There is probably a genetic component to synesthesia, as the experience tends to run in families. However, different members of the same family might experience different types of synesthesia. Furthermore, the specific associations are often different -- e.g., a parent might see the sound of the letter A as red, while her child sees it as blue. Specific genetic markers involved in synesthesia have been tentatively identified on chromosomes 2q, 16, 5q, 6p, and 12p. In one study, different chromosomal patterns were associated with 5 types of synesthesia: colored music, colored sequences (alphabet, letters, days of the week, etc.), colors triggered by touch or emotions, sequences displayed as visual stimuli, and colors triggered by nonvisual stimuli (e.g., tastes). This finding opens the possibility that one could eventually create a genetic test for synesthesia, and even be able to predict what type of synesthetic perceptions a particular person is likely to have.

Some of the linkages in synesthesia might be due to particular types of perception being located next to one another in the brain. For instance, color perception and written letters cause neurons to fire that are next to one another in the fusiform gyrus of the cortex, so one hypothesis is that there might be some cross-over of activity from one set of neurons to the other. If the relevant neurons are in the cortex, then synesthesia would be a sort of Narrative-system short-circuit where people are expressing themselves using other senses rather than primarily perceiving in a different sensory mode. That is, of course, not how most people with synesthesia see it. 

Another theory suggests that synesthesia actually involves the suppression of higher-level (Narrative) processing while emotional or sensory processing (Intuitive) is enhanced. 

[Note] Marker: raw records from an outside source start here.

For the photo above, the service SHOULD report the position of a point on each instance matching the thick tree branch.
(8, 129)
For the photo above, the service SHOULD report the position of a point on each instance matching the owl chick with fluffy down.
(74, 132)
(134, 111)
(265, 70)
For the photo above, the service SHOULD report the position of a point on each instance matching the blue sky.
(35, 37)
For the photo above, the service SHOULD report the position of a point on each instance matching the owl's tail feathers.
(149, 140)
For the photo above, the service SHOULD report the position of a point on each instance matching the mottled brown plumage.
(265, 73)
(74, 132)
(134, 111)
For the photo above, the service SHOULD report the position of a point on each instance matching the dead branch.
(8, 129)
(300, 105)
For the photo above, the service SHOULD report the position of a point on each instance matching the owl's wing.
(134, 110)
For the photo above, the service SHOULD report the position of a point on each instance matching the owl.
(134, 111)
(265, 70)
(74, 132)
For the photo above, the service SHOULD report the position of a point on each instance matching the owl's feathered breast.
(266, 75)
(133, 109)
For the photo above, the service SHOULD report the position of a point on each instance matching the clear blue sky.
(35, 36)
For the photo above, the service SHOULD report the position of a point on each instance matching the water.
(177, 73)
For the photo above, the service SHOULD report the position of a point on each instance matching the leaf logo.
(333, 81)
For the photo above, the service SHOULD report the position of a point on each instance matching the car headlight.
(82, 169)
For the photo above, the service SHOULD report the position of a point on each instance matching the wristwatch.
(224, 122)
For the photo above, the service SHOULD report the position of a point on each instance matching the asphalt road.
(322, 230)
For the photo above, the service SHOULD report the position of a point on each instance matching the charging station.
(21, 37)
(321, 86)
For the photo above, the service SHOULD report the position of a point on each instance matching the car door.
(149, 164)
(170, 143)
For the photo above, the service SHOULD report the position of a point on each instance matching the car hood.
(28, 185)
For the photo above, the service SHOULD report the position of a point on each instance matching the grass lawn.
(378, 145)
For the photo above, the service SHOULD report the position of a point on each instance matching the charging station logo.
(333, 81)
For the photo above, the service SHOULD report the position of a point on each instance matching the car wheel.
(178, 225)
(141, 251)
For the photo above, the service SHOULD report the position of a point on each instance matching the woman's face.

Or perhaps cross-sensory perceptions are actually relatively common, but people without synesthesia simply have more active inhibitory mechanisms in the prefrontal cortex that prohibit those perceptions from coming to conscious awareness. This idea is reminiscent of William Blake's saying that "if the doors of perception were cleansed, everything would appear as it is, infinite" -- in other words, that our views of reality are limited in ways that reality itself is not. This third theory is supported in part by the finding that children are more likely to report synesthesia-like experiences, for example making associations between musical pitch and brightness even before they can articulate the concept of "pitch." And even infants seem to associate space (up or down) with tone (ascending or descending notes) in studies that examined the selective gaze of children as young as three months. 

Taken as a whole, scientific studies suggest that synesthesia is not merely a Baudelaire-like matter of using one concept as a metaphor for another, but an experiential reality triggered by something within the Intuitive mind. The strength and persistency of specific associations also supports this interpretation -- people with true synesthesia are not likely to change or forget their perceptions over time. Of course, people do have to express themselves in language, and some of the best-known examples of synesthesia have been among people like Nabokov who could eloquently express their experiences. But many more people may be capable of this broadened perceptual experience, and it likely occurs at the Intuitive level among many people who don't have Nabokov's gift for expressing it through their Narrative mind.